Doch eine aktuelle Studie des Potsdam-Instituts warnt davor. Der Ausstieg könnte durch die unnatürliche Wettbewerbsveränderung und durch die komplizierten Mechanismen im europäischen Emissionshandel den Gesamtausstoß sogar noch steigen lassen. Denn wenn die Kohlekraftwerke in Deutschland abgeschaltet werden, sinkt das Stromangebot und der Strompreis würde zwangsläufig steigen. Darüber würden sich alle anderen Betreiber von teils veralteten und unrentablen Kohlekraftwerken freuen, die dann wieder gewinnbringend betrieben werden könnten. Infolge der gestiegenen Nachfrage würden sie wohl ihre Produktion erhöhen – und damit ihren Ausstoß an CO2.

Gleichzeitig würde die Nachfrage nach Emissionsberechtigungszertifikaten im europäischen Emissionshandel sinken, weshalb deren Preis fallen wird. Stromproduzenten aus dem Ausland würden erfreut die billigeren Emissionsberechtigungen erwerben und damit ihren CO2-Ausstoß erhöhen.

„Pfiffige“ Idee: Preis für CO2

Doch die Forscher haben Ideen für eine Abhilfe aus der Misere: Zahlen für CO2! Müsste in Deutschland 30 bis 60 Euro pro Tonne CO2 im Jahr 2030 bezahlt werden, so würden die nationalen Klimaziele im Stromsektor erreicht. In nur 20 Jahren würde das die Deutschen etwa 19 Milliarden Euro kosten.

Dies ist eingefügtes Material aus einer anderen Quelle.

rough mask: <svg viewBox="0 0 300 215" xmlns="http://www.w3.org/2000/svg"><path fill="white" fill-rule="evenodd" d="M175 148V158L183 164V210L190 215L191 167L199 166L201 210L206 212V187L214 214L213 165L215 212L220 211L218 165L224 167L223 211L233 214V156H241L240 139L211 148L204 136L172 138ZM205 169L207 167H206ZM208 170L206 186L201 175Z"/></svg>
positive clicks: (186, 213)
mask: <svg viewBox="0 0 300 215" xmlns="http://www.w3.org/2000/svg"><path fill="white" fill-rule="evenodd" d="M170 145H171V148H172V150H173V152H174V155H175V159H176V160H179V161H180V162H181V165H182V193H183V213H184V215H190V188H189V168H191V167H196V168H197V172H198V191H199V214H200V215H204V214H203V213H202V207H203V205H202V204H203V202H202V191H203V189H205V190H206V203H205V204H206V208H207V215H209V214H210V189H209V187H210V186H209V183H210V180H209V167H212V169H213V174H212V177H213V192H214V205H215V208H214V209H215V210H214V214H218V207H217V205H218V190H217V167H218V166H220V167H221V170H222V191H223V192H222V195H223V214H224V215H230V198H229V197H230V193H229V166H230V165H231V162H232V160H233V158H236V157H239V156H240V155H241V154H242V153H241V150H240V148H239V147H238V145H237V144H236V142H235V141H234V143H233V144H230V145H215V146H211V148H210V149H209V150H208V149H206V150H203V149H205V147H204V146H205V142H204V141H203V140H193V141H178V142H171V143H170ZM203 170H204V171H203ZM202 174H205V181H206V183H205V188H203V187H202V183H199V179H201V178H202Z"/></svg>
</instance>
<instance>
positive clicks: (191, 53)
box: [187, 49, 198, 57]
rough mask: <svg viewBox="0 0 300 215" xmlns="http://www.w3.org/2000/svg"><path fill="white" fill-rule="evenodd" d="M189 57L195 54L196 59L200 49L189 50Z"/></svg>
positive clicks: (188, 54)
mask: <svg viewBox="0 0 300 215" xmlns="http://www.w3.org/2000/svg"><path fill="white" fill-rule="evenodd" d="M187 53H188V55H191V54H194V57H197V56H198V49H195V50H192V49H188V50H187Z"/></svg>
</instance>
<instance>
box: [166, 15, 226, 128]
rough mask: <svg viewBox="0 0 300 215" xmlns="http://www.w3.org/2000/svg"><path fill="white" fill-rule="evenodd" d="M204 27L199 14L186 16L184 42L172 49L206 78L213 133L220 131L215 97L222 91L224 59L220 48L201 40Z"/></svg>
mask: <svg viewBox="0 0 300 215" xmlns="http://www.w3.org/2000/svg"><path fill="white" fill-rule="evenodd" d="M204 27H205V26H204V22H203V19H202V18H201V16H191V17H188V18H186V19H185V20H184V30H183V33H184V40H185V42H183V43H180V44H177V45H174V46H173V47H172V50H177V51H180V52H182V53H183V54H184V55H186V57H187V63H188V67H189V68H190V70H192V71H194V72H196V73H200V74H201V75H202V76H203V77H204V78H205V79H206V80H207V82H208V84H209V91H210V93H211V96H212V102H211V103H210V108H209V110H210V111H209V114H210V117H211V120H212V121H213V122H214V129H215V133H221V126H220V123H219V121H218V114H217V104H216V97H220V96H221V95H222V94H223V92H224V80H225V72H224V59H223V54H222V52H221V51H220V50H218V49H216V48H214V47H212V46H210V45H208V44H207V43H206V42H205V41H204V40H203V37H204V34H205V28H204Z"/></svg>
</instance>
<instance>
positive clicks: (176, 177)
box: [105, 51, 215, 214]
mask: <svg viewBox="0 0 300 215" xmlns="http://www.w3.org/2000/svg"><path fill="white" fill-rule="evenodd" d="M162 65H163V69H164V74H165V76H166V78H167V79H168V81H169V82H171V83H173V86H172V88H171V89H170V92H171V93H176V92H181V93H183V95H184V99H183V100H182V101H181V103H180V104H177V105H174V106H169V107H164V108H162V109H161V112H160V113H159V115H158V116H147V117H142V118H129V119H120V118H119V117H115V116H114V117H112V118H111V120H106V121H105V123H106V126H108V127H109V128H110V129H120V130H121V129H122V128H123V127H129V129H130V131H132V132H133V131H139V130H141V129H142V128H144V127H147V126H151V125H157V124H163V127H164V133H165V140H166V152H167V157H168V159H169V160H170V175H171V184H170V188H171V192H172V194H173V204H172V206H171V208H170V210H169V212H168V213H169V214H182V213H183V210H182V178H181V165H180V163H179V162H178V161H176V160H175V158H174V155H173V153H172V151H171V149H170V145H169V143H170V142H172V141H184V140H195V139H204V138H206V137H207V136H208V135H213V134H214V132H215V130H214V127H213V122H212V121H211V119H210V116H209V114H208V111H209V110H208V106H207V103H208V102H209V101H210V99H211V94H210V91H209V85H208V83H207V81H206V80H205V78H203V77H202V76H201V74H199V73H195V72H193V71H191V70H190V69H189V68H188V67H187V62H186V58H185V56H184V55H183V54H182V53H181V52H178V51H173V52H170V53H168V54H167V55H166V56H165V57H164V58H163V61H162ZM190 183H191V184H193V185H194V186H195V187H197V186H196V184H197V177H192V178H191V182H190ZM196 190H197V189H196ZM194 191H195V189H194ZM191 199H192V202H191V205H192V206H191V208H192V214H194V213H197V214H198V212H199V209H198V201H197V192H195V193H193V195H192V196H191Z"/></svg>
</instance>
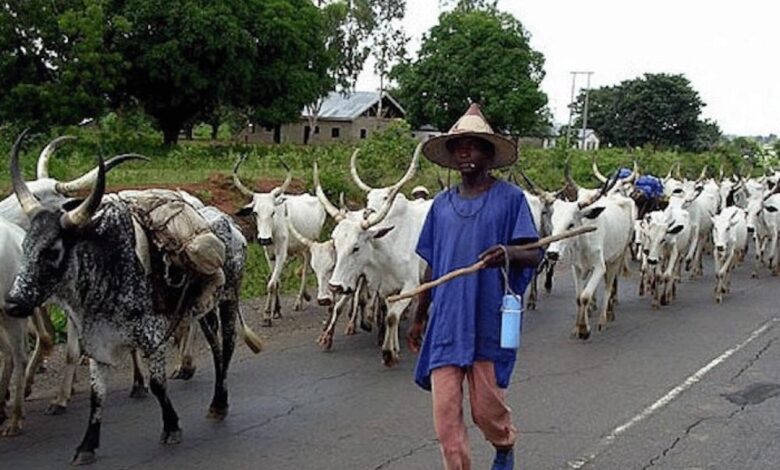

Außerdem schlagen die Forscher vor, Emissionszertifikate zu löschen, um ihren Preis oben zu halten. Nur so ließe sich die bloße Verlagerung der Stromproduktion verhindern, also keine Stromproduktion und kein CO2-Ausstoß in Deutschland, umso mehr in den Nachbarländern. Durch die Einführung eines Mindestpreises für CO2-Zertifikate im gesamten europäischen Emissionshandel könnte das verhindert werden. Denn wenn der Marktpreis unter dem Mindestpreis der Zertifikate liegt, werden automatisch Zertifikate zurückgehalten und können gelöscht werden.

Es ist nur fraglich, ob die anderen europäischen Staaten Deutschland den Gefallen tun werden, höhere Steuereinnahmen von ihren Einwohnern einzufordern, damit die deutsche Klimahysterie behandelt werden kann.